The avalanche of denial, the flood of vituperation and the general hullabaloo that was set up by the four girls at Corson’s accusation reduced the detective to a pulp of bewilderment. The girls saw this and pursued their advantage. They stormed and raged, and then, becoming less frightened they guyed and jollied the poor man until he determined that he must have help of some sort.

Moreover, he felt sure now that these youngsters never committed murder. Even the Mersereau girl, the vamp, as she had been called, was a young thing of nineteen, and her vampire effect was only put on when occasion demanded.

“S’posen I did say I’d like to kill him!” she exclaimed, “that don’t mean anything! S’posen I said I died o’ laughin’, would you think I was dead? Those things are figgers of speech,—that’s what they are!”

She paraded up and down the room with a tragedy-queen air, and rolled her practiced eyeballs at Corson.

And Babe Russell was equally scornful, though her soft, gentle effects were the opposite of Viola’s ways.

“Silly!” she said, shaking her pinkened finger at the detective. “To think us nice, pretty little girls would kill a big grown-up man! First off, we couldn’t do it,—we wouldn’t have the noive! And we’d be too ‘fraid of getting caught. And we, wouldn’t do it anyway,—it isn’t in the picture!”

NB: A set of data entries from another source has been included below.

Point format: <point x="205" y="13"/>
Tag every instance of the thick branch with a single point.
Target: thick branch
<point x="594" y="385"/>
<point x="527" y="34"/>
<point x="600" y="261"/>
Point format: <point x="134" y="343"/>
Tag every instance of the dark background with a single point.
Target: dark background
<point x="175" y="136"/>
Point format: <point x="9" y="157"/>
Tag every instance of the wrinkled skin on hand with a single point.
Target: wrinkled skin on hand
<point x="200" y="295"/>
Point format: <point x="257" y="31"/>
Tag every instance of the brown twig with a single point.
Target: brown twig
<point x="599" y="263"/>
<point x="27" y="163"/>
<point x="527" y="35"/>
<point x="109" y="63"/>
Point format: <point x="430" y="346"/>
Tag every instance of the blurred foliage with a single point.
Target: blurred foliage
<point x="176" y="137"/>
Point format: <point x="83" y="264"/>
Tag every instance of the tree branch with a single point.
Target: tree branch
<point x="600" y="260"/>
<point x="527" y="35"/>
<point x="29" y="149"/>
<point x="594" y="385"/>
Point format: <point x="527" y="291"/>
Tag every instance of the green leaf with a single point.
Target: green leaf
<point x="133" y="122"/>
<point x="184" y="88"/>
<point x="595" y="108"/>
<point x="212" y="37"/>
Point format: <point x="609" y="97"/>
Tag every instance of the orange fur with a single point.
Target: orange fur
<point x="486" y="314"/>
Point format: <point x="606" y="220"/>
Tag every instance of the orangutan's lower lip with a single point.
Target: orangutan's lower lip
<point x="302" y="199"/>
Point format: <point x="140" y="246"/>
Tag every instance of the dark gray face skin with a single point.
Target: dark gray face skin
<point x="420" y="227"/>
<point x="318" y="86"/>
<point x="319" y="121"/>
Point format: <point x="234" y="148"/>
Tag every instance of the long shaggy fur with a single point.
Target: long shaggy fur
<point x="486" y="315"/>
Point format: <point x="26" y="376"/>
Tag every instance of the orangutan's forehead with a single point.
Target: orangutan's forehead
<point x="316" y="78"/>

They seemed so straightforward and so sensible that Corson began to think it was absurd to suspect them, and yet the two he watched most closely were surely afraid of something. They talked gayly, and babbled on smilingly, but they glanced at each other with anxious looks when they thought the detective wasn’t looking.

Whatever troubled them concerned them anxiously, for beneath their gayety they were distinctly nervous.

Corson convinced himself that they had no intention of running away and could always be found if wanted, so he left, with immediate intention of following the advice of Mr Vail and attaching an assistant.

“Not in a thousand years!” was the opinion of the assistant, one Gibbs, after he heard Corson’s tale of the chorus girls. “Those little chippies might be quite willing to kill a man, theoretically, but as for the deed itself, they couldn’t put it over. Still, they must be remembered. You know, the statement that women did it, is surely the truth. Dying messages are invariably true. But it may mean that women caused it to be done,—that it was the work of women, even though the actual stab thrust may have been the deed of a man.”